È quanto prevede l’emendamento al decreto Covid approvato dalla Commissione Lavoro e Affari Sociali della Camera. L’emendamento riconosce per la prima volta ai lavoratori che svolgono l’attività in modalità agile, il diritto alla disconnessione dalle strumentazioni tecnologiche e dalle piattaforme informatiche, nel rispetto degli eventuali accordi sottoscritti dalle parti e fatti salvi eventuali periodi di reperibilità concordati.

Un ricorso, quello alla disconnessione, che, come prevede l’emendamento, viene introdotto per tutelare i tempi di riposo e la salute del lavoratore, e che non può avere ripercussioni sul rapporto di lavoro o sui trattamenti retributivi.

Un traguardo, se si considera che fino ad oggi in Italia il diritto alla disconnessione non è stato mai pienamente garantito. A parte l’articolo 19 della legge 81 del 2017, che stabilisce tempi di riposo, non è stato mai chiarito se i confini dell’irreperibilità siano da annoverarsi nelle pause dall’orario di lavoro o nelle ore di tempo libero.

Daniela Barbaresi, Cgil Marche

«Il riconoscimento del diritto alla disconnessione è importante, considerato il numero di lavoratori e soprattutto lavoratrici che a seguito della pandemia lavorano in smart working» evidenzia Daniela Barbaresi.
La segretaria generale Cgil Marche fa notare che «una volta superata l’emergenza, è necessario aggiornare la disciplina complessiva del lavoro agile, ma oltre alla legge servono anche la contrattazione collettiva a partire dai contratti nazionali di lavoro che devono regolare anche questa materia».
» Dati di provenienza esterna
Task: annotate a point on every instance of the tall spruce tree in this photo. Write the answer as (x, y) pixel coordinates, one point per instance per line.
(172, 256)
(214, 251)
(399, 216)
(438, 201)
Una modalità di lavoro che può rappresentare una opportunità per tanti lavoratori, ma che se non regolamentata può finire invece per costituire un limite. Secondo l’agenzia europea Eurofound, nell’ultimo anno il 40% dei lavoratori per la prima volta hanno sperimentato lo smart working, e il 38% hanno dichiarano di lavorare anche durante il tempo libero.

L’iperconnessione che ha contrassegnato la fase pandemica ha avuto ripercussioni sulla salute mentale di molti lavoratori, che si sono visti erodere sempre di più i tempi dedicati al riposo. Un periodo di iper-lavoro  che ha scatenato stress nei lavoratori agili, aggiungendo ulteriore pressione allo stress causato dalle restrizioni e dall’ondata pandemica.

Esaurimento, ansia e burnout (stress lavorativo) sono dietro l’angolo perché lo smart working ha comportato l’allungamento, quasi sempre non retribuito, della giornata lavorativa. Le donne in particolare sono state quelle che hanno pagato il prezzo maggiore di questa situazione, specie durante i periodi di lockdown, perché al lavoro agile si è aggiunta anche la dad dei figli, con giornate lavorative di fatto “infinite”.

Alessia Tombesi, Psicologa e Psicoterapeuta

«L’incapacità dei lavoratori di avere un loro spazio personale – afferma la psicoterapeuta Alessia Tombesi – , con le chat lavorative operative h24 e sette giorni su sette, hanno creato delle importanti situazioni di stress e di burnout, favorendo la formazione di dipendenze estreme dall’attività lavorativa».  La psicoterapeuta fa notare che con le restrizioni imposte dalla pandemia, i lavoratori non hanno avuto «neanche l’occasione di poter evadere e scaricare lo stress, acutizzando delle realtà depressive in maniera molto forte».

«Il lavoratore deve sapere che c’è un orario – prosegue – e al di fuori di quello deve essere libero e sentirsi libero di poter vivere la propria vita, la propria famiglia, i propri interessi, senza doversi sentire in colpa».

La psicoterapeuta sottolinea l’importanza di mettere dei paletti sui tempi dedicati all’attività lavorativa,  pena il rischio di incorrere nel «bunrnout e di perdere se stessi e di sviluppare depressioni e dipendenze. Il lavoro è una parte importante della vita, ma è uno dei satelliti, non deve essere l’unico, né il tutto».